Faddeev-Popov trick in QED Peskin and Schroeder

Question

On page 297 of Peskin and Schroeder, the book obtains the propogator

$$\tag{9.58} \tilde{D}_F^{\mu\nu}(k)=\frac{-i}{k^2+i\epsilon}\bigg(g^{\mu\nu}-(1-\xi)\frac{k^\mu k^\nu}{k^2}\bigg).$$

The book then says"

the Faddeev-Popov procedure guarantees that the value of any correlation function of gauge invariant operators computed from Feynman diagrams will be independent of the value of $\xi$ used in the calculation. In the case of QED, it is not difficult to prove this $\xi$ independence directly. Notice in equation 9.58 that $\xi$ multiplies a term in the photon propagator proportional to $k^\mu k^\nu$. According to the Ward Takahashi identity the replacement in a Green's function of any photon propagator by $k^\mu k^\nu$ yields zero, except for terms involving external off shell fermions. These terms are equal and opposite for particle and antiparticle and vanish when the fermions are grouped into gauge invariant combinations."

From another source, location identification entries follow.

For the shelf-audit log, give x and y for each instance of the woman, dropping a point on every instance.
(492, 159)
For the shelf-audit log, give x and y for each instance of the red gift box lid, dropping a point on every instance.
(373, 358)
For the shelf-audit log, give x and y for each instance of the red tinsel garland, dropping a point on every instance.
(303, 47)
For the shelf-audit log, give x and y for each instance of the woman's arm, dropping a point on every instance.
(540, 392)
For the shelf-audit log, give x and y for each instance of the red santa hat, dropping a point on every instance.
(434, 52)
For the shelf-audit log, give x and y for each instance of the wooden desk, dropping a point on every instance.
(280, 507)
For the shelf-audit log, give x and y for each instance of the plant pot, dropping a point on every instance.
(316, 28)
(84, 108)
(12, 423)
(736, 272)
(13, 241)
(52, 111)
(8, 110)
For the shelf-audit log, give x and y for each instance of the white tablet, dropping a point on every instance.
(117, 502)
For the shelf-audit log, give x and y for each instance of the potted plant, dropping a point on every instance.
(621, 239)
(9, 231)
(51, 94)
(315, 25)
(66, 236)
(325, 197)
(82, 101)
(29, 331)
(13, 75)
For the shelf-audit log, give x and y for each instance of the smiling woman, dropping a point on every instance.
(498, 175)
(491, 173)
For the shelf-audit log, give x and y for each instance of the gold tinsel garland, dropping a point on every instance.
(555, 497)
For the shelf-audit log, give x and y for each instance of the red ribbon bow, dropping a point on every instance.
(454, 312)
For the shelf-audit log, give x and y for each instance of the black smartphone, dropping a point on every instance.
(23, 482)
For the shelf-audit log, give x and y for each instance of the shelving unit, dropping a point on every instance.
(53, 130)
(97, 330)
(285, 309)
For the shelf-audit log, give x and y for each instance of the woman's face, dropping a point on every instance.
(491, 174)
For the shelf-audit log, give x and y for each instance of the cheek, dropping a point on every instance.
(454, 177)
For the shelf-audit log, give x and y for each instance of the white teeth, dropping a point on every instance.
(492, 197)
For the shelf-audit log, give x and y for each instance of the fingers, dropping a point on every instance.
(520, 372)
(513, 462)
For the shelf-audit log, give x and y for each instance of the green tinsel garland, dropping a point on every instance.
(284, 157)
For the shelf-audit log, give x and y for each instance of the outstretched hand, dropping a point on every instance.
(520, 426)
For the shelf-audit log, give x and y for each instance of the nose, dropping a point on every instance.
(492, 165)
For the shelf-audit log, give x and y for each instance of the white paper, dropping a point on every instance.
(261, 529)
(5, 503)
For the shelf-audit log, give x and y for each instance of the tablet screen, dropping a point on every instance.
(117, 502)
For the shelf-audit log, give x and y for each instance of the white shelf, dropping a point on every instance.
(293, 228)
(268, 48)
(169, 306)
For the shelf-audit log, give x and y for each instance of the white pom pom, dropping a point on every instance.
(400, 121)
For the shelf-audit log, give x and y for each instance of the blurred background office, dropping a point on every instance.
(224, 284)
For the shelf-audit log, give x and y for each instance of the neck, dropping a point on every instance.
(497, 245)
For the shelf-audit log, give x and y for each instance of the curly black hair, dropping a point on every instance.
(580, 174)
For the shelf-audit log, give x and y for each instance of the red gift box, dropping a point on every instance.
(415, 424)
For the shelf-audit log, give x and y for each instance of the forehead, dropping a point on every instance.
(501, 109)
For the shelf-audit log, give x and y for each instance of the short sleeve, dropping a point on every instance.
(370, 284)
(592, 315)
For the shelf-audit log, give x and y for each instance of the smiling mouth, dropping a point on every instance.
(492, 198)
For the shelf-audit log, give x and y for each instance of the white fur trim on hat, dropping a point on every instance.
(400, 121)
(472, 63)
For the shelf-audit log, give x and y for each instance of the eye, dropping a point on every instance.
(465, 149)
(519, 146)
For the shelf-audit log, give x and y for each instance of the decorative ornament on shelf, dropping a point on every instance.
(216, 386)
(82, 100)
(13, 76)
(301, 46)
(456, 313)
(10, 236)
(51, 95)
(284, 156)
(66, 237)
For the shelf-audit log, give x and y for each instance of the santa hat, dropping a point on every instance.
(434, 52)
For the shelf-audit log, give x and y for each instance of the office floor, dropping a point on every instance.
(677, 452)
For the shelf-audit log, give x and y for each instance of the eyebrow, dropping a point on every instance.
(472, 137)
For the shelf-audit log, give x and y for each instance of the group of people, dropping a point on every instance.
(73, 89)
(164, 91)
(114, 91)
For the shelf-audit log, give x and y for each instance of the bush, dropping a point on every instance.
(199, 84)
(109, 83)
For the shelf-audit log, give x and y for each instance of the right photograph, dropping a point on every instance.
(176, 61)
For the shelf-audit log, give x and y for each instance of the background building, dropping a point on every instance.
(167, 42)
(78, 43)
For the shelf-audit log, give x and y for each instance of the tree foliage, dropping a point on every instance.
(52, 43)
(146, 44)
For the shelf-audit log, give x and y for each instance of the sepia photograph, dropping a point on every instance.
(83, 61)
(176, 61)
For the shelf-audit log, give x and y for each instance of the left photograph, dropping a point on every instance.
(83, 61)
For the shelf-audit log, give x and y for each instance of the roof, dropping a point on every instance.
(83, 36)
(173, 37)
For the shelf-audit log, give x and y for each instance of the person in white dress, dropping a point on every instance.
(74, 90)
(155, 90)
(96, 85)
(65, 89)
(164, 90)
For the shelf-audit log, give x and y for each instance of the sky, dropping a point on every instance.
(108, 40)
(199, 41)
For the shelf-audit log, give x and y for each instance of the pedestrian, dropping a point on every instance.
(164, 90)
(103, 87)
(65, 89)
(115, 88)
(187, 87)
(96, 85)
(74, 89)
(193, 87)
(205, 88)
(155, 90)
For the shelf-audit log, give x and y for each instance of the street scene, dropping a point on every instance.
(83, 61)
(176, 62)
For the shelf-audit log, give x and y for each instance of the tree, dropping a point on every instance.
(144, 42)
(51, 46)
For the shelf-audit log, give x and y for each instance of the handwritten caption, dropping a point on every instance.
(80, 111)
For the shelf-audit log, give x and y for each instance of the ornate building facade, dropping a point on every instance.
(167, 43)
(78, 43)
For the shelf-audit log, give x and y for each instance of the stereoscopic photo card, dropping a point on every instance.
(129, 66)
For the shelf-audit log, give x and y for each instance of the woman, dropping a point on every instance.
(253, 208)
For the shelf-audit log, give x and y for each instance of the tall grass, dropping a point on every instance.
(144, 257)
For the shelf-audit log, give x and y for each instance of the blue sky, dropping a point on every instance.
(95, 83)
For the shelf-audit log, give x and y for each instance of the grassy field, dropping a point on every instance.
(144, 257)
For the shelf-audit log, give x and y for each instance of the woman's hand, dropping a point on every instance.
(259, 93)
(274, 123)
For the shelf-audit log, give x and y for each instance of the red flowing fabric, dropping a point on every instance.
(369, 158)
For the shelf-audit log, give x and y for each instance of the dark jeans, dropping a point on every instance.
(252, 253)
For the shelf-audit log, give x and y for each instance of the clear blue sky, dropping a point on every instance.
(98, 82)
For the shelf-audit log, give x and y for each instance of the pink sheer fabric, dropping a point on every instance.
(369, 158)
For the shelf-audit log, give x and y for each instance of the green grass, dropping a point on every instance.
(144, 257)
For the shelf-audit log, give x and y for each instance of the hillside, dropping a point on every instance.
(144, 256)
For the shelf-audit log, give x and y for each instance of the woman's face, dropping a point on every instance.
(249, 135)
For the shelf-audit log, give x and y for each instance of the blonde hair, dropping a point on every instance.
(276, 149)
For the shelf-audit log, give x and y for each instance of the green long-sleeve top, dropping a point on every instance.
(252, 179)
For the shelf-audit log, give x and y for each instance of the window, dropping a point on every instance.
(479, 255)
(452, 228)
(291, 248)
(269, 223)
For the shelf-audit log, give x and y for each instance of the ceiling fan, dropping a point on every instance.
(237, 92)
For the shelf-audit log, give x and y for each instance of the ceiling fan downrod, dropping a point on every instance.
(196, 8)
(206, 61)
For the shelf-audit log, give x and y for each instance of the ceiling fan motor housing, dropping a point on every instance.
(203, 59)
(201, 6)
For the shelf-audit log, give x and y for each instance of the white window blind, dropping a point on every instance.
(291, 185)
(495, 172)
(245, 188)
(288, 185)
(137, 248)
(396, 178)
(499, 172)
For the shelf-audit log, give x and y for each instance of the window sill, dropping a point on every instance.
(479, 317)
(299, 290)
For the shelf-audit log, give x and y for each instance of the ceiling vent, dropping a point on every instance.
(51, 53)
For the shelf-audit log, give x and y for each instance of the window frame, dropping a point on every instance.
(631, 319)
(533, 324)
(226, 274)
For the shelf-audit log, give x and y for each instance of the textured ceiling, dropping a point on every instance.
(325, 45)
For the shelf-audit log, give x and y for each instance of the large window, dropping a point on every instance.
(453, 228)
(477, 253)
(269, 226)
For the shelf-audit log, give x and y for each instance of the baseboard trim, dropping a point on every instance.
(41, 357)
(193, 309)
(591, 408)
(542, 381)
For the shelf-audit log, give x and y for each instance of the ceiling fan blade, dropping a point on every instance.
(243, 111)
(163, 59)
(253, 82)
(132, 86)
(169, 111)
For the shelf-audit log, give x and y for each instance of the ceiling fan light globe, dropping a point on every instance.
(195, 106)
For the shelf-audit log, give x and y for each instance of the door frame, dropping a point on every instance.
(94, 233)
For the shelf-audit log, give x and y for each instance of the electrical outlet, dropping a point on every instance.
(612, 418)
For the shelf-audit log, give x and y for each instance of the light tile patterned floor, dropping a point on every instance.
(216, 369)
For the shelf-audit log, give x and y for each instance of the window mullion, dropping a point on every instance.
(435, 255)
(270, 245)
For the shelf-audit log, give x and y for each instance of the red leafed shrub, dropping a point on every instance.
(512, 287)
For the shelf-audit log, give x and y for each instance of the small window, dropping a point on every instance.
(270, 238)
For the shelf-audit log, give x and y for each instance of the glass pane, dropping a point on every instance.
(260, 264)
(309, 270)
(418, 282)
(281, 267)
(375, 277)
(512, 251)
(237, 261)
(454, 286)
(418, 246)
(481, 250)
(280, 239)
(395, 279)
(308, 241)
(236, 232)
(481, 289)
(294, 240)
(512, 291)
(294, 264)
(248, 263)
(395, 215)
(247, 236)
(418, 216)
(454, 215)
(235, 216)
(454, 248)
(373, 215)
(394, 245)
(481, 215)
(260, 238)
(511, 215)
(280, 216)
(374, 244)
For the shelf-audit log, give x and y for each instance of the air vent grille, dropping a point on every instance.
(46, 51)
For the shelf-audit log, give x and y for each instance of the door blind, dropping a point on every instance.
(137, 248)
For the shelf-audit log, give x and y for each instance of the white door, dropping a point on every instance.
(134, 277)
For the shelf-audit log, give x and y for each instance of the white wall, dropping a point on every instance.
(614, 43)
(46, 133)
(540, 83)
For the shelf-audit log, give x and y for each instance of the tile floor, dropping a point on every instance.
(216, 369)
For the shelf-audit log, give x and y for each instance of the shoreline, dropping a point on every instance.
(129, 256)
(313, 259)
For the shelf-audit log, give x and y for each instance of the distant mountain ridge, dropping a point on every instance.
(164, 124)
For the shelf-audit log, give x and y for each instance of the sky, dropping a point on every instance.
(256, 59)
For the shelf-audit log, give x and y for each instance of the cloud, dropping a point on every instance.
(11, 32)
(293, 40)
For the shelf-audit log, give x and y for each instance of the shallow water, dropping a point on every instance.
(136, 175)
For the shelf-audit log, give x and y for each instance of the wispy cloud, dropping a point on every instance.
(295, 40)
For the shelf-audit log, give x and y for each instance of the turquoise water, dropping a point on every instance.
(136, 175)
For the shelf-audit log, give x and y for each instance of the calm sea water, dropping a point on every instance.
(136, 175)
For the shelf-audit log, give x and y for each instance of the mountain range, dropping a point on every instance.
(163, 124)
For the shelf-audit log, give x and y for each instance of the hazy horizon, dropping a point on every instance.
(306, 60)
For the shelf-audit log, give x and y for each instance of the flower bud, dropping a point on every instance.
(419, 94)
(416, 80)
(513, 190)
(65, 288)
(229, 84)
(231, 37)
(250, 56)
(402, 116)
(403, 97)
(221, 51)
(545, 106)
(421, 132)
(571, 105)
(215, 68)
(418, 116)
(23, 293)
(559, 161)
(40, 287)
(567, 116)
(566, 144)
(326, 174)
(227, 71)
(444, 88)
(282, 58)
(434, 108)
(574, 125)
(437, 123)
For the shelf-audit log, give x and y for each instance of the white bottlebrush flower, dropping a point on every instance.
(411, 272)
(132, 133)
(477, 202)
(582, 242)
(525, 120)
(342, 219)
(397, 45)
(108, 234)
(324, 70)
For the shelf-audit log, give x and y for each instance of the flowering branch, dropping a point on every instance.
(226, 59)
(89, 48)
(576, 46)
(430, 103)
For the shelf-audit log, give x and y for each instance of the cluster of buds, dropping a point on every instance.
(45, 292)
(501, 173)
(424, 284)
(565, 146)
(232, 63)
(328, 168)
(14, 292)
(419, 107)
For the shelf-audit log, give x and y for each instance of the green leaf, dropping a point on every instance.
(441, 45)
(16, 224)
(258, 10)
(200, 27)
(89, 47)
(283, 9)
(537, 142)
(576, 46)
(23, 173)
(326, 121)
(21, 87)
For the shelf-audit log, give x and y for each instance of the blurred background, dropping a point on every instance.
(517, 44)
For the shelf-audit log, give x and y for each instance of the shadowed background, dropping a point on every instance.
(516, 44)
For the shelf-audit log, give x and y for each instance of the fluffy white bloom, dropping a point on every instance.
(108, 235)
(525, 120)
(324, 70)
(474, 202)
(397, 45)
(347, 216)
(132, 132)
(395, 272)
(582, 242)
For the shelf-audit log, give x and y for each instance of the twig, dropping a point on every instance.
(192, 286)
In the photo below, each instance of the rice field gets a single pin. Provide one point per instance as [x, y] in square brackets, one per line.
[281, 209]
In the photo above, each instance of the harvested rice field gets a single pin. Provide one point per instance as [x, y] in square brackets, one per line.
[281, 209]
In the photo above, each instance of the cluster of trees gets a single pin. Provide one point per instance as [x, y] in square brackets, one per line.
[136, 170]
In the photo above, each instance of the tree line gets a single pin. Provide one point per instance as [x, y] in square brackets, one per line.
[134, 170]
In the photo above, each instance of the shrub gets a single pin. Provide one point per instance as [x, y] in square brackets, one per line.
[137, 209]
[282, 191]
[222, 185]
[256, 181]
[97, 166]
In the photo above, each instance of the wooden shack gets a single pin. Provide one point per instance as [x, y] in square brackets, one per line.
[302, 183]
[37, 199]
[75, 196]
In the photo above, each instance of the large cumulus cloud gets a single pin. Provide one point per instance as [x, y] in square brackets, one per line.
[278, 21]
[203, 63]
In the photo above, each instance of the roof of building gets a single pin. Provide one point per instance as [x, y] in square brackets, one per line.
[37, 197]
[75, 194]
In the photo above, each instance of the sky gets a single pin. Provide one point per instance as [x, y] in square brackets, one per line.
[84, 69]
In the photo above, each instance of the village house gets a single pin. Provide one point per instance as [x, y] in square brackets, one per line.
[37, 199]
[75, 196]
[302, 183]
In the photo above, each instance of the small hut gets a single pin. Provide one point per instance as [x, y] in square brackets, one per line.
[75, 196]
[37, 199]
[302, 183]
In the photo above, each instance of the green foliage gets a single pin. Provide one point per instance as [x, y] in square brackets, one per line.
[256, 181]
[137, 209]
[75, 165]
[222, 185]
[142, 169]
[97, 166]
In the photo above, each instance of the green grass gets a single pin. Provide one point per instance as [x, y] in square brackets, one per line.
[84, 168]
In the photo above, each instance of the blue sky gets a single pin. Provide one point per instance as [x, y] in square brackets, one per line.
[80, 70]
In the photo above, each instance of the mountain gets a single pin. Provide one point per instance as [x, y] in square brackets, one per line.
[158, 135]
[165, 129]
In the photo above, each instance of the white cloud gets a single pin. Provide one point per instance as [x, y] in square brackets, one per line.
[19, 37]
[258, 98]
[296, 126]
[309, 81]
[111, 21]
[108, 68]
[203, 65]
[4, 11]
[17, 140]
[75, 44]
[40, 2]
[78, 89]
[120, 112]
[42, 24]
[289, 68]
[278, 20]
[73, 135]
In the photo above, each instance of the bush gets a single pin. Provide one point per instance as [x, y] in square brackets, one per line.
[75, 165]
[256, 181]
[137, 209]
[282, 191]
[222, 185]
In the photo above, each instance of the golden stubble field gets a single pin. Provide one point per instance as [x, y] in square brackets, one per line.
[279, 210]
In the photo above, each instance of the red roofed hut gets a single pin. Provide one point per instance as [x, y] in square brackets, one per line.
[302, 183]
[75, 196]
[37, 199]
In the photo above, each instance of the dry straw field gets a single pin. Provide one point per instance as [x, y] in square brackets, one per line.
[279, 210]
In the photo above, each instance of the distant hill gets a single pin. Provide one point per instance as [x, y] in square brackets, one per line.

What exactly does Peskin and Schroeder mean by "These terms are equal and opposite for particle and antiparticle and vanish when the fermions are grouped into gauge invariant combinations"? What would be an example of this?

Answer 1

By gauge invariant combinations, he is referring to interaction vertices allowed by the standard model. The standard model Lagrangian is gauge invariant, so each interaction term—which corresponds to a legal interaction vertex in a Feynman diagram—must also be gauge invariant. For example, you can have an electron, positron, and photon vertex, but not a vertex where an electron is connected to two positrons. I believe he means that if you are writing down the matrix element for a legal, gauge invariant Feynman diagram, then you will obtain the desired cancellation of terms.